Huawei Abandons the Low-End Segment, Aims to Compete Directly Against Apple
Huawei has continuously grown as a smartphone company to become the number 3 OEM in the world. They recently overtook OPPO in China during the first quarter of this year when they shipped one fifth of the country’s overall sales (by shipping 20.8 million smartphones). Their revenue growth did slow during the first half of the year, thanks to advertising costs and research into 5G technology, but now Huawei has decided to change up its business strategy.
First, the company plans to compete directly with the likes of Apple’s upcoming 10th anniversary iPhone. The company’s chief of Huawei’s consumer division, Richard Yu, came out and said the Huawei Mate 10 will be more powerful than what Apple plans to release with their upcoming iPhone. We’ve come to learn that Apple’s own custom chipset typically outpaces anything that Android devices use when it comes to synthetic benchmarks, but Mr. Yu focuses on specific areas here.
He says the Mate 10 will have a battery that will be able to last longer than Apple’s upcoming iPhone, and it will also charge much faster than it can as well. He mentions a “full-screen display,” which seems to coincide with some of the leaked renders we’ve seen published these last two weeks. Mr. Yu also boasts the photography capabilities of the Mate 10 and says their camera will perform better than Apple’s will too. He ends his statement by saying they also have “many other features” that will help them compete.
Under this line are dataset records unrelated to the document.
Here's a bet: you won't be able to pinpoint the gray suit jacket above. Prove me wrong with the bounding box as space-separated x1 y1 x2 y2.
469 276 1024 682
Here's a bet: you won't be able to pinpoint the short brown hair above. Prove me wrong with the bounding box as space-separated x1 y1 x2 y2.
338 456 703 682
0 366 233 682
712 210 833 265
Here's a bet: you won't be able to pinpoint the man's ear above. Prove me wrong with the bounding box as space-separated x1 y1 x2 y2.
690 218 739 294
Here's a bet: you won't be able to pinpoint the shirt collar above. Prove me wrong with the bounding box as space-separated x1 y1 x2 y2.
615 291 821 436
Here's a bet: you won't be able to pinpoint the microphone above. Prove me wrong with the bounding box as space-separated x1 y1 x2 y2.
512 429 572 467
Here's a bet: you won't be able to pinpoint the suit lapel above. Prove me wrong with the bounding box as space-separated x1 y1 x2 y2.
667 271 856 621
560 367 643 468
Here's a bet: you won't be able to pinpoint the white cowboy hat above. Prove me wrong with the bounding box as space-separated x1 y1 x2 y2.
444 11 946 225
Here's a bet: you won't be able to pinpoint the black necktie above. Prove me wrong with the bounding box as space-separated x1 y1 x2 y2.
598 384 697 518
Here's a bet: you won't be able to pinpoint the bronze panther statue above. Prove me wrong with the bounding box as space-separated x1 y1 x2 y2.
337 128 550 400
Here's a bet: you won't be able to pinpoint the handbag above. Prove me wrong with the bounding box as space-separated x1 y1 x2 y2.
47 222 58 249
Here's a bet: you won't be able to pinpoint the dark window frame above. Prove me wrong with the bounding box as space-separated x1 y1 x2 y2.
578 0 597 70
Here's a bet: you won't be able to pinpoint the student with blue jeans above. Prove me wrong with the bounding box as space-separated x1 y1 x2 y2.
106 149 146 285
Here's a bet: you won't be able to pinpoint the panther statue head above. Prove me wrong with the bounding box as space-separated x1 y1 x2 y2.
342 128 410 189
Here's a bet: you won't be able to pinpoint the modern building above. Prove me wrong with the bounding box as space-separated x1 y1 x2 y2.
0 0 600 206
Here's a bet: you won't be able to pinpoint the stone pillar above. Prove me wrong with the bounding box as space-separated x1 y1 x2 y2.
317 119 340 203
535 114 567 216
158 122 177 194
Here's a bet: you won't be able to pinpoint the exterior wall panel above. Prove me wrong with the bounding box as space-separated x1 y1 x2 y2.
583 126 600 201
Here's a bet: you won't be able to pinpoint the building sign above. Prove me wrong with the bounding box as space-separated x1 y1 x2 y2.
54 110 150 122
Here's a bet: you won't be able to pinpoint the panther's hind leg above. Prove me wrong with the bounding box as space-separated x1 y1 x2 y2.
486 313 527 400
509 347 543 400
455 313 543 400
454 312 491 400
Huawei is said to ship up to 150 million smartphones by the end of 2017 as the company is making Europe, Japan and China their #1 priority. Mr. Yu even announced that Huawei’s business strategy is changing as they’ve decided to get out of the “very low-end” smartphone market entirely. He says that the profits from these devices are just too low that they can no longer spend any resources to continue manufacturing them.